Some say Zuma’s team is within its mandate as security sector reforms are in line with the GPA signed by Zanu PF and the two MDCs. Others, however, believe allowing the team to do so would set a dangerous precedent likely to compromise national security.
Article X111, section 13.1 of the GPA says the agreement should ensure that: “. . . State organs and institutions do not belong to any political party and should be impartial in discharging their duties.”
Against this background some analysts yesterday questioned Zanu PF’s motives to bar the Sadc facilitation team from meeting the “securocrats”.
“All I know is that the GPA speaks of security sector reform. People are bound to ask Zanu PF’s motives in refusing to allow the facilitation team from speaking to the security chiefs. It sounds confrontational on the part of Zanu PF,” said
publisher and political commentator Ibbo Mandaza.
Another analyst, Charles Mangongera, said it was ingenuous for anybody to suggest that security sector reform was tantamount to regime change.
“It’s even more ridiculous when it comes from professors of political science such as Jonathan Moyo who should know better that Zimbabwe is undergoing an irreversible transition and security sector reform is a critical component of any democratic transition,” Mangongera said.
University of Zimbabwe professor of political science John Makumbe said Zuma was within his mandate because the GPA called for security sector reform.
“The facilitators are not stepping out of their mandate,” he said. “They are doing what Sadc, negotiators and the principals asked them to do.”
However, constitutional law expert Lovemore Madhuku disagreed.
“If they (facilitators) are allowed (to meet security chiefs), it will create a dangerous precedent where the security sector becomes an independent entity that can interact with other people independently,” Madhuku told NewsDay.

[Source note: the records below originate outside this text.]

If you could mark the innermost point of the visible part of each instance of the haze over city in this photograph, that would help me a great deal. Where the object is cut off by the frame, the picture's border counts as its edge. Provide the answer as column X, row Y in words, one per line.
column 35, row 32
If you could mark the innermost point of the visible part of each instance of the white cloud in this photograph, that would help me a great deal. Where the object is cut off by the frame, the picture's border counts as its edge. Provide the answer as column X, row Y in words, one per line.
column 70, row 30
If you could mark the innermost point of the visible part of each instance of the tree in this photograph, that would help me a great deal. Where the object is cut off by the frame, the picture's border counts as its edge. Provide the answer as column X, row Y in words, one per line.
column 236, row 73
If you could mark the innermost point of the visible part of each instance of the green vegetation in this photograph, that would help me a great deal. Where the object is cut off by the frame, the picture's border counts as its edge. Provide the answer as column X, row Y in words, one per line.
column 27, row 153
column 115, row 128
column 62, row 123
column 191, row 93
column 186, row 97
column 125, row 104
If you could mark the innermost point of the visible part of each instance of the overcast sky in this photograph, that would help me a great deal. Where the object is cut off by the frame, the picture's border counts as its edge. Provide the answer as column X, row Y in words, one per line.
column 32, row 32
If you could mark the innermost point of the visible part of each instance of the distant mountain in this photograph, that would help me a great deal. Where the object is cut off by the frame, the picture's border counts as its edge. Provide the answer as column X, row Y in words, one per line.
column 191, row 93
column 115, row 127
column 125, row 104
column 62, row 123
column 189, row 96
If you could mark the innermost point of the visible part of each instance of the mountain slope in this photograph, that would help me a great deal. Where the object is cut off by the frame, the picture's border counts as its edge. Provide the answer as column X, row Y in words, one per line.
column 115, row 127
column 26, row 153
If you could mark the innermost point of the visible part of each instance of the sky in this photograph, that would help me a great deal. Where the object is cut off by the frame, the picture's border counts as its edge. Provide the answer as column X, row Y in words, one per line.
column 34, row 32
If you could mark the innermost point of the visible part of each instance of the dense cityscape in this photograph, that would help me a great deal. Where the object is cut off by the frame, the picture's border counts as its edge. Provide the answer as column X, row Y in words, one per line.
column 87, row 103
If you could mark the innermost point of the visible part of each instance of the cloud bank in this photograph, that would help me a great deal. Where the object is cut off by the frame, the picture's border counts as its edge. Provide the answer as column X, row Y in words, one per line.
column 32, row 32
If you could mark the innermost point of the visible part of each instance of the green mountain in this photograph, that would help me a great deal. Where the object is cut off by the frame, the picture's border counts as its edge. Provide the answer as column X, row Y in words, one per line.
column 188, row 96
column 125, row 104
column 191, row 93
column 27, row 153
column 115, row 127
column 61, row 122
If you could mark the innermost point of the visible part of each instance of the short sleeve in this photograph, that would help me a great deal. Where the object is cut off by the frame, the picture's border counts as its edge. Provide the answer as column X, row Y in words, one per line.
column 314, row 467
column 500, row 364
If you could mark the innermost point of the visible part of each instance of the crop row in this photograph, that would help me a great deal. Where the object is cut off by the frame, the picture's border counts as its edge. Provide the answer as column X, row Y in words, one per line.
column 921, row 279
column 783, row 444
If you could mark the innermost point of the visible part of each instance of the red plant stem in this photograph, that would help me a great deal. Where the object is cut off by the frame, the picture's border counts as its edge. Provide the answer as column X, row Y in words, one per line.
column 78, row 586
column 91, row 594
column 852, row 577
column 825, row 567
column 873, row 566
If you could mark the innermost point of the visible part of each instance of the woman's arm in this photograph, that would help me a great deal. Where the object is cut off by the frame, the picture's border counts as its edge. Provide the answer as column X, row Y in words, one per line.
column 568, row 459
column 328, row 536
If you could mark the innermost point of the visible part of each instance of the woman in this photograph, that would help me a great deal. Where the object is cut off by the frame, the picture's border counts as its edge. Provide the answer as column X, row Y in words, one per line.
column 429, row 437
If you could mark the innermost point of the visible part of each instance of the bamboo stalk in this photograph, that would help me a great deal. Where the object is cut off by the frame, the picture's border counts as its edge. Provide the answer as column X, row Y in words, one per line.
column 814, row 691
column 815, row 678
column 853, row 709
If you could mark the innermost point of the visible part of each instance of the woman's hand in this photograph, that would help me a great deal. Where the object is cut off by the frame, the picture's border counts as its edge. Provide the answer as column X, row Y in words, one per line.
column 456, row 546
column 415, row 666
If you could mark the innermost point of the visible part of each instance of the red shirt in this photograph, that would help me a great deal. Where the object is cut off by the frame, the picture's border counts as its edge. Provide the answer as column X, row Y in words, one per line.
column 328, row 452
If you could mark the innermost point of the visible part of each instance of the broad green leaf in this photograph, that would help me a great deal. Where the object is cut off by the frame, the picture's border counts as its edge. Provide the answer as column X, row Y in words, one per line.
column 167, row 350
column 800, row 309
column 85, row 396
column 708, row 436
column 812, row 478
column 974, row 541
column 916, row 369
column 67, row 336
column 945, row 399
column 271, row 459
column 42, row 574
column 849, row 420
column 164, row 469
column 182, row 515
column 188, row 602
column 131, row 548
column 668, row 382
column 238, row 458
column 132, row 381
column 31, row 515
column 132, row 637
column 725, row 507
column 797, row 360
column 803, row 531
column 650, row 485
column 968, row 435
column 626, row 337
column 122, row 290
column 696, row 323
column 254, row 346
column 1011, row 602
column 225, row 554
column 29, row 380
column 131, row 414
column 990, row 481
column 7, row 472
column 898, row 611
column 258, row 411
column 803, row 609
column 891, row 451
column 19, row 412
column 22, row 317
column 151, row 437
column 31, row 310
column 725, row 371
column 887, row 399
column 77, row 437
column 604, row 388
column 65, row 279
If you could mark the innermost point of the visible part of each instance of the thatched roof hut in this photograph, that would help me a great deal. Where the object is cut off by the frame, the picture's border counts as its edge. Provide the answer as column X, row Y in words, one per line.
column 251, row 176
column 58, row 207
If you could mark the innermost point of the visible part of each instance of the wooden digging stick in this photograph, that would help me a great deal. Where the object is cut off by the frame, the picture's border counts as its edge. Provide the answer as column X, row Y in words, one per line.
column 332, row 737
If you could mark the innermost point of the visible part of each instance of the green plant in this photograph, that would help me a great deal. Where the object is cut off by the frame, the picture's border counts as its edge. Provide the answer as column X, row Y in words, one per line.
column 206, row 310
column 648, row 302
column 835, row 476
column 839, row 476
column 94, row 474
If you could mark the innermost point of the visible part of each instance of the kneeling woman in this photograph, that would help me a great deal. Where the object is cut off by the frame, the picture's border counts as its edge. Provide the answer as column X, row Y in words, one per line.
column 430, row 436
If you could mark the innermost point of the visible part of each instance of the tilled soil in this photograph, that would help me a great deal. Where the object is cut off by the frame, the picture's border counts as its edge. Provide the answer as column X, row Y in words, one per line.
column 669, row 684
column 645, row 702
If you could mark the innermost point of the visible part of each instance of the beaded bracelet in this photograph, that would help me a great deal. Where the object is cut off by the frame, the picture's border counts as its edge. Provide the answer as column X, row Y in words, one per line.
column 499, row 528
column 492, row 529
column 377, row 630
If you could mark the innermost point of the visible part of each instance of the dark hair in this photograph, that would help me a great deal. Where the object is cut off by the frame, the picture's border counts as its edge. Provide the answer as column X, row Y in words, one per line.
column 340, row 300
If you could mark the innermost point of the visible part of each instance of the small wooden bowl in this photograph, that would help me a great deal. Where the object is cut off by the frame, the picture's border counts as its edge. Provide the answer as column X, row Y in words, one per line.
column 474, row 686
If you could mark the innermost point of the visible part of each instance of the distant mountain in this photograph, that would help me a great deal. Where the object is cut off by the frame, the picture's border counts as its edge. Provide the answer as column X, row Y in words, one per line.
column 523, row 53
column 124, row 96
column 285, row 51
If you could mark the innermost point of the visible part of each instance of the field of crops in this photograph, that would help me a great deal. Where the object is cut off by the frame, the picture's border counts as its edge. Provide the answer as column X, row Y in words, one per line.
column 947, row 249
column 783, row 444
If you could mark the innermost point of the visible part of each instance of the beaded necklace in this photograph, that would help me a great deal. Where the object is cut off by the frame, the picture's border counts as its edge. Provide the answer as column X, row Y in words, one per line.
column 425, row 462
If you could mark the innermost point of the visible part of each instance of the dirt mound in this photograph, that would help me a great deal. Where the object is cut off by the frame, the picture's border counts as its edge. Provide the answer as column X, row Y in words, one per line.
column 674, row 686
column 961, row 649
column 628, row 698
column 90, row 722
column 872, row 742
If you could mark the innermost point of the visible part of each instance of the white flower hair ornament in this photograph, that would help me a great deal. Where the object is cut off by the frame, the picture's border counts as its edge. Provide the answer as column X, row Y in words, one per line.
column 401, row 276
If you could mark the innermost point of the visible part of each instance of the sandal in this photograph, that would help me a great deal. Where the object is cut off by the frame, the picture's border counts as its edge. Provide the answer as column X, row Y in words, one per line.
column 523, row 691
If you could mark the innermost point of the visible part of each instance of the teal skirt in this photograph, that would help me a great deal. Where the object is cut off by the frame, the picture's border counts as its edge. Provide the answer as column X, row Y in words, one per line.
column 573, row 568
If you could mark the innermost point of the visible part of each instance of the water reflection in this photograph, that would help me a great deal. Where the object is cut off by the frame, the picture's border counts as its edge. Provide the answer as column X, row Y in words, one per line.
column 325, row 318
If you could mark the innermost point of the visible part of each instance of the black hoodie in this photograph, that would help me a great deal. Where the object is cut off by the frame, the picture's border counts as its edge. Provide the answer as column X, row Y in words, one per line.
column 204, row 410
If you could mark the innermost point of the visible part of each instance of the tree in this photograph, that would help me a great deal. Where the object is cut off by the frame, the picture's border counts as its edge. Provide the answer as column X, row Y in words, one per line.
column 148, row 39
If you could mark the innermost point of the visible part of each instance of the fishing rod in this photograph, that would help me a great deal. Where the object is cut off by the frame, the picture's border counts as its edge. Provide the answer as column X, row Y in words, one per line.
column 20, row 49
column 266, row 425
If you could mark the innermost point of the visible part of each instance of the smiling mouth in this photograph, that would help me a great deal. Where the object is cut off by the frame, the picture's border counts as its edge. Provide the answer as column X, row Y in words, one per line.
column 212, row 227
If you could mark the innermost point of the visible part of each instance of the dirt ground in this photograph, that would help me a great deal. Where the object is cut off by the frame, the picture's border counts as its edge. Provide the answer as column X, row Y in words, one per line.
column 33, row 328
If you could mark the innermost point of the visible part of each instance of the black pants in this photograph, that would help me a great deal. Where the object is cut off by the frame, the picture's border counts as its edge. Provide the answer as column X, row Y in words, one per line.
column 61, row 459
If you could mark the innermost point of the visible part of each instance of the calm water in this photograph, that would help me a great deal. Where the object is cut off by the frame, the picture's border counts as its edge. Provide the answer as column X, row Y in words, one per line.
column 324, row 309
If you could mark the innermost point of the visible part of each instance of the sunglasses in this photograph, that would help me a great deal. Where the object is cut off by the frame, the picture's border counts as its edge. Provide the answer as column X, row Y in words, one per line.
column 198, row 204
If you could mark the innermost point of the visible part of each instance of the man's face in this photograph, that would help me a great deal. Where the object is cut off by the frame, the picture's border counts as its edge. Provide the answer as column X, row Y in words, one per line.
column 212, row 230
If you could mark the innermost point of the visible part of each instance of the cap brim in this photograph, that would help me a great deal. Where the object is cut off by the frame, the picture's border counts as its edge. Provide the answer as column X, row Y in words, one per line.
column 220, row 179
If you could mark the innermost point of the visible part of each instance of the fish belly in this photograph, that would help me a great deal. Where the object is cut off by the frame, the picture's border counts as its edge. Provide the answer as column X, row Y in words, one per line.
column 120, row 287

“I agree with Zanu PF’s approach that Sadc must not be the one to run Zimbabwe. The country is not run by Sadc (and) the security sector is not separate from government.”
Madhuku added: “When you want to deal with the security sector, talk to the politicians because the security chiefs come and go. They are appointed by politicians.”
On Wednesday, Zanu PF spokesperson Rugare Gumbo said it would not be acceptable to allow anybody to come and meet the country’s security chiefs.
“Where on earth have you heard people coming to see security forces of another country?” he asked, adding: “It’s nonsensical.”